Running Learning Systems in Parallel for Machine Discovery from Sequences

Ayumi Shinohara [1](ayumi@rifis.sci.kyushu-u.ac.jp)
Shinichi Shimozono[2] (sir,@ces.kyutech.ac.jp)
Tomoyuki Uchida[3] (uchida@rifis.sci.kyushu-u.ac.jp)
Satoru Miyano[1] (miyano@rifis.sci.kyushu-u.ac.jp)
Satoru Kuhara[4] (kuhara@grt.kyushu-u.ac.jp)
Setsuo Arikawa[1] (arikawa@rifis.sci.kyushu-u.ac.jp)

[1] Research Institute of Fundamental Information Science, Kyushu University
[2] Department of Control Engineering and Science, Kyushu Institute of Technology
[3] Department of Information Systems, Kyushu University
[4] Graduate School of Genetic Resources Technology, Kyushu University 46


Abstract

We have developed a machine learning system BONSAI which gets positive and negative examples as inputs and produces a pair of a decision tree over regular patterns and an alphabet indexing as a hypothesis. This paper proposes two applications of BONSAI when we can run multiple BONSAI systems in parallel.

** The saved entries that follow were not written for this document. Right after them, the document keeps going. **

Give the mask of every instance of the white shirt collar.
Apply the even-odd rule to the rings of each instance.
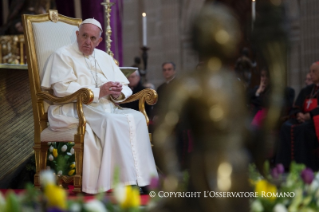
[[[169,84],[173,79],[175,79],[175,76],[172,79],[166,81],[166,84]]]

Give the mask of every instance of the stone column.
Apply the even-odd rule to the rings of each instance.
[[[290,20],[290,49],[287,61],[287,86],[298,95],[304,86],[305,71],[301,68],[300,8],[297,0],[286,0],[287,15]]]
[[[317,0],[300,1],[300,50],[301,73],[300,85],[309,71],[310,65],[319,61],[319,2]]]

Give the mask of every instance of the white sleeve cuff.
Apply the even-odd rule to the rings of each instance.
[[[100,88],[91,88],[91,91],[94,94],[93,102],[99,102],[100,97]]]

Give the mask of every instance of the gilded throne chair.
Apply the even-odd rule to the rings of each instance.
[[[82,88],[65,96],[55,97],[52,91],[41,88],[43,68],[48,57],[58,48],[76,41],[76,31],[81,19],[69,18],[50,10],[47,14],[23,15],[24,35],[27,49],[28,72],[34,117],[34,152],[36,174],[34,185],[40,186],[40,171],[46,169],[48,142],[74,142],[75,168],[73,176],[59,176],[65,183],[73,182],[74,192],[82,191],[82,166],[86,119],[82,110],[83,104],[93,101],[93,92]],[[148,124],[149,119],[144,104],[153,105],[157,101],[157,93],[152,89],[144,89],[126,99],[122,103],[139,100],[139,109]],[[50,104],[66,104],[76,101],[79,117],[77,128],[63,132],[55,132],[48,128],[47,108]],[[151,137],[151,136],[150,136]]]

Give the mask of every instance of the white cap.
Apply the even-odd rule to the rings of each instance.
[[[102,29],[102,26],[101,26],[100,22],[98,22],[98,21],[95,20],[94,18],[85,19],[85,20],[80,24],[80,26],[83,25],[83,24],[93,24],[93,25],[97,26],[98,28],[100,28],[100,30],[103,32],[103,29]]]

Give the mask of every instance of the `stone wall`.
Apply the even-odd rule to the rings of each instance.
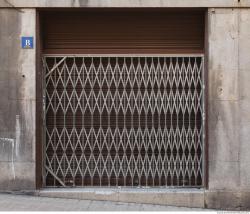
[[[250,9],[208,10],[206,202],[250,207]]]
[[[27,7],[58,3],[9,2],[19,6],[26,2]],[[89,6],[98,1],[65,0],[61,5],[70,6],[72,2],[72,6]],[[143,6],[163,4],[150,2],[145,1]],[[165,6],[170,4],[164,2]],[[205,0],[193,2],[196,4],[189,4],[208,4]],[[210,2],[215,6],[238,4],[238,0]],[[240,2],[250,6],[250,1]],[[112,1],[106,3],[109,6]],[[178,4],[180,1],[171,3]],[[1,1],[0,6],[6,6],[6,1]],[[208,189],[199,193],[199,204],[203,200],[203,206],[209,208],[246,209],[250,208],[250,9],[209,8],[207,17]],[[20,47],[21,36],[35,38],[35,20],[35,9],[0,9],[0,190],[35,190],[36,50]],[[188,191],[192,194],[193,190]],[[180,194],[176,197],[180,198]],[[159,203],[168,203],[164,200]]]
[[[0,9],[0,189],[35,188],[35,9]]]

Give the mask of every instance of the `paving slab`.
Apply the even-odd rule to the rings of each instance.
[[[0,193],[0,211],[201,211],[205,209]]]

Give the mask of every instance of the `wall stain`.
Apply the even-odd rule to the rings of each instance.
[[[11,170],[12,174],[14,177],[14,180],[16,179],[16,174],[15,174],[15,165],[14,165],[14,149],[15,149],[15,139],[12,138],[0,138],[0,143],[3,144],[3,147],[5,144],[11,144]]]
[[[20,116],[16,115],[16,157],[19,156],[20,136],[21,136]]]

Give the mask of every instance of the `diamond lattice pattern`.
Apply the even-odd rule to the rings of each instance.
[[[203,57],[44,57],[46,186],[203,185]]]

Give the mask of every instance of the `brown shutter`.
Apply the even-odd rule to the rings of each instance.
[[[203,53],[204,11],[42,13],[44,53]]]

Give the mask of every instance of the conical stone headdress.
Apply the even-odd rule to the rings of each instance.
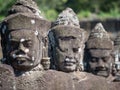
[[[70,25],[80,27],[79,19],[71,8],[66,8],[65,10],[63,10],[59,14],[54,25]]]
[[[9,15],[16,13],[32,13],[43,18],[39,7],[33,0],[17,0],[15,5],[8,11]]]
[[[112,49],[113,42],[101,23],[96,24],[87,41],[88,49]]]

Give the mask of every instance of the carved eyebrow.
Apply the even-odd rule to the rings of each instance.
[[[59,36],[58,37],[59,39],[61,39],[61,40],[71,40],[71,39],[76,39],[76,37],[74,37],[74,36]]]
[[[18,40],[17,39],[10,39],[10,41],[16,41],[17,42]]]

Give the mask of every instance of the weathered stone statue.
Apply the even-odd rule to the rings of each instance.
[[[43,43],[42,61],[49,62],[47,33],[50,26],[51,26],[51,23],[45,20],[41,16],[40,10],[38,9],[37,4],[33,0],[17,0],[16,4],[13,5],[13,7],[9,10],[9,16],[1,24],[1,28],[2,28],[1,35],[3,35],[5,29],[7,28],[8,29],[31,29],[31,30],[34,29],[36,33],[39,32],[41,33],[41,36],[42,36],[42,43]],[[42,30],[40,29],[41,27],[42,27]],[[4,43],[5,43],[5,40],[3,40],[3,37],[4,36],[2,36],[2,41],[3,41],[2,48],[4,47]],[[4,49],[3,57],[6,57],[5,47],[3,49]]]
[[[96,24],[91,31],[86,43],[86,60],[88,71],[97,76],[104,77],[109,86],[108,90],[119,90],[119,82],[113,74],[116,74],[113,59],[113,42],[101,23]]]
[[[71,8],[59,14],[55,26],[49,32],[52,61],[57,70],[72,72],[83,69],[85,31],[79,28],[79,20]]]
[[[115,81],[120,81],[120,33],[118,33],[115,41],[114,41],[114,72],[116,79]]]
[[[108,33],[101,23],[96,24],[86,44],[89,71],[99,76],[108,77],[113,64],[112,50],[113,42]]]
[[[43,25],[43,23],[44,23],[44,25]],[[39,43],[40,45],[36,44],[36,46],[33,47],[33,49],[32,49],[32,47],[29,47],[29,45],[28,45],[28,47],[29,47],[28,52],[30,51],[30,49],[32,49],[33,52],[36,55],[36,52],[40,53],[41,50],[39,50],[39,49],[42,49],[42,50],[44,50],[44,52],[47,53],[47,51],[45,51],[46,49],[44,49],[45,46],[44,46],[43,40],[46,37],[46,32],[47,32],[47,29],[48,29],[49,26],[45,27],[45,25],[50,25],[50,24],[49,24],[49,22],[47,22],[43,19],[40,19],[39,17],[37,17],[34,14],[29,15],[28,13],[17,13],[17,14],[8,16],[3,22],[2,27],[4,27],[4,28],[2,28],[2,34],[1,34],[2,38],[3,38],[2,39],[2,47],[3,47],[3,53],[4,53],[4,59],[3,60],[5,60],[5,58],[10,59],[10,57],[12,57],[12,58],[14,57],[15,53],[13,53],[13,56],[10,56],[11,55],[10,52],[6,53],[6,52],[9,51],[8,49],[12,48],[10,46],[11,45],[10,43],[12,41],[10,39],[12,38],[12,36],[14,35],[13,38],[17,38],[18,39],[17,42],[20,43],[20,39],[22,39],[22,37],[23,37],[22,35],[24,35],[24,33],[27,34],[29,31],[30,31],[30,33],[28,33],[28,35],[26,35],[26,37],[23,37],[21,42],[24,42],[24,41],[26,42],[25,38],[27,38],[27,39],[30,38],[30,40],[28,40],[30,42],[28,42],[28,43],[31,43],[31,42],[32,43],[35,43],[35,42],[39,43],[38,41],[36,41],[36,38],[33,37],[33,35],[36,35],[38,40],[40,38],[41,42]],[[40,28],[40,27],[43,27],[43,28]],[[19,33],[17,33],[17,32],[12,33],[13,31],[14,32],[17,31]],[[10,33],[8,33],[8,32],[10,32]],[[38,35],[39,33],[41,35]],[[10,34],[10,35],[8,35],[8,34]],[[9,36],[9,37],[6,37],[6,36]],[[38,36],[41,36],[41,37],[38,37]],[[10,45],[8,45],[9,48],[7,46],[7,43],[10,44]],[[27,44],[27,43],[25,43],[25,44]],[[12,46],[14,46],[14,45],[12,45]],[[37,48],[38,46],[39,46],[39,48]],[[18,46],[16,46],[16,47],[18,47]],[[34,49],[36,49],[37,51],[34,51]],[[30,54],[32,54],[33,52],[31,52]],[[17,51],[16,51],[16,53],[17,53]],[[8,57],[8,56],[10,56],[10,57]],[[15,54],[15,56],[16,56],[16,54]],[[43,55],[40,56],[40,54],[38,54],[38,56],[41,57],[41,58],[42,57],[47,58],[47,54],[46,54],[46,56],[43,56]],[[31,57],[31,58],[35,59],[35,56]],[[7,61],[7,62],[9,63],[9,61]]]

The one is to classify given examples which are coming from several different unknown classes. The process of solving the problem consists of multiply spawned BONSAI systems, each of which tries to find a decision tree, an alphabet indexing and a group of examples. It will finally partition a hodgepodge of sequences into a small number of disjoint classes together with hypotheses explaining these classes accurately.
The other is to find a good sample of a concept. Though the main interest of applying the BONSAI system is to discover good hypotheses, it is equally interesting to find a small set of examples from which a good hypothesis is made. We present a method for solving this problem by combining a strategy in genetic algorithms with multiply running BONSAI systems.